A Fractran Short Story

Fractran is a Turing-complete esoteric programming language. A Fractran program is just an ordered list of positive, irreducible fractions. The program's output for an input n is the output of the program run on n multiplied by the first fraction in the list that results in an integer. If no such multiplication results in an integer, the output is the input n. Variables are encoded in the exponents of the prime factorization of the input and output.

Some time ago I thought up an idea for a short story involving Fractran. A mathematician accidentally creates a Fractran program that can trivially factor large composites. Think something like O(log n). It's just the right magical string of, say, 31 fractions.

The story would be a first-person narrative of the mathematician's thoughts during a short time after the discovery, considering many of the consequences of the program. For example, it would render much of cryptography, which plays an essential role in the modern world, useless.

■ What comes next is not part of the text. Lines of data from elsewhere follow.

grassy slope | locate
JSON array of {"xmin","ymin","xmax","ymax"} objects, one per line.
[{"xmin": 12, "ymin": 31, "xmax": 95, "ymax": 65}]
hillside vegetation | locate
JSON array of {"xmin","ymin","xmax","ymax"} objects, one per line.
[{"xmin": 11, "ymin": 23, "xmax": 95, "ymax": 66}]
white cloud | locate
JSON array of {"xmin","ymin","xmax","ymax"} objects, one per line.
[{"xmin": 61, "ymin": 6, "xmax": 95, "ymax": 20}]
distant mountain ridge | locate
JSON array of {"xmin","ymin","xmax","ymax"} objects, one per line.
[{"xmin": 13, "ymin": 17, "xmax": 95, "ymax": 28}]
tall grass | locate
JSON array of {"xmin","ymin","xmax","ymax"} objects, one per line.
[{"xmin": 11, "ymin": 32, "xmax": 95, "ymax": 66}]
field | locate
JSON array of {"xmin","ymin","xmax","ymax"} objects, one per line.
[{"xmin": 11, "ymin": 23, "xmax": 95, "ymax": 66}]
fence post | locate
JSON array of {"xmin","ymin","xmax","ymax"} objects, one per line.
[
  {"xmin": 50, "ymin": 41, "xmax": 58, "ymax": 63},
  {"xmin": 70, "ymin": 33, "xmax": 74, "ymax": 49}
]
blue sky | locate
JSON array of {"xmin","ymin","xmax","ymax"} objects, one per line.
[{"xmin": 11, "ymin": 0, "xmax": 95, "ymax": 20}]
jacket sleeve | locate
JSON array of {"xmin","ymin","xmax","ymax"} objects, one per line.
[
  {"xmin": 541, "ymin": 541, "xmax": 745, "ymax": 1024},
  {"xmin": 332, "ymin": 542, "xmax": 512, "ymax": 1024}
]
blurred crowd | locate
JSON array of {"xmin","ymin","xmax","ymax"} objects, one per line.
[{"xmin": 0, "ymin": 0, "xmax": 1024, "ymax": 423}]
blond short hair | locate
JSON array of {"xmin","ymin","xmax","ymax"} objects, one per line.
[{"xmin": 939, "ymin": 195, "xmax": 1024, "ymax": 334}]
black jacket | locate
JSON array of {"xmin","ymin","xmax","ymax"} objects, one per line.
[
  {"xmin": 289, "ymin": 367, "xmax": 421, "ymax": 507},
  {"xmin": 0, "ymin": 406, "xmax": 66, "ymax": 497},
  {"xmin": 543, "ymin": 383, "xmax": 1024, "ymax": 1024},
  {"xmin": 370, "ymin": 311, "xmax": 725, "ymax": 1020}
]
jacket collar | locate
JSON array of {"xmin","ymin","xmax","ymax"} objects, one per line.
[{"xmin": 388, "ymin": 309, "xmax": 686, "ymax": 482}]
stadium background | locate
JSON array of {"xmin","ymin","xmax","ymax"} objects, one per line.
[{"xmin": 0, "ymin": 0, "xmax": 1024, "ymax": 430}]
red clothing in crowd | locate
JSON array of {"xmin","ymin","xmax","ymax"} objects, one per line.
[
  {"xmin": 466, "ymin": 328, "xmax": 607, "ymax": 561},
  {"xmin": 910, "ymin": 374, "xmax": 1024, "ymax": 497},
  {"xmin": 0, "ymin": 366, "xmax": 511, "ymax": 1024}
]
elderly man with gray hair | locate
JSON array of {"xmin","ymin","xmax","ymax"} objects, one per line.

He would also wonder if mankind should deserve such a discovery, considering how accidental it was.

This whole idea vanished once I realized that this Fractran program is actually completely trivial. It even runs in O(1) time. It's so trivial as to be worthless. Remember that Fractran stores its data in the number's prime factorization? The Fractran program that can factor any number in constant time is the identity function. To decode the output, which matches the input, all you need to do is factor it!

Interestingly, it doesn't seem to actually be possible to implement the identity function in Fractran (But somehow it's Turing-complete? Hmmm... more investigation needed.), unless you can define your program in terms of its input. For example, the program `1/(n+1)` is the identity function for input n.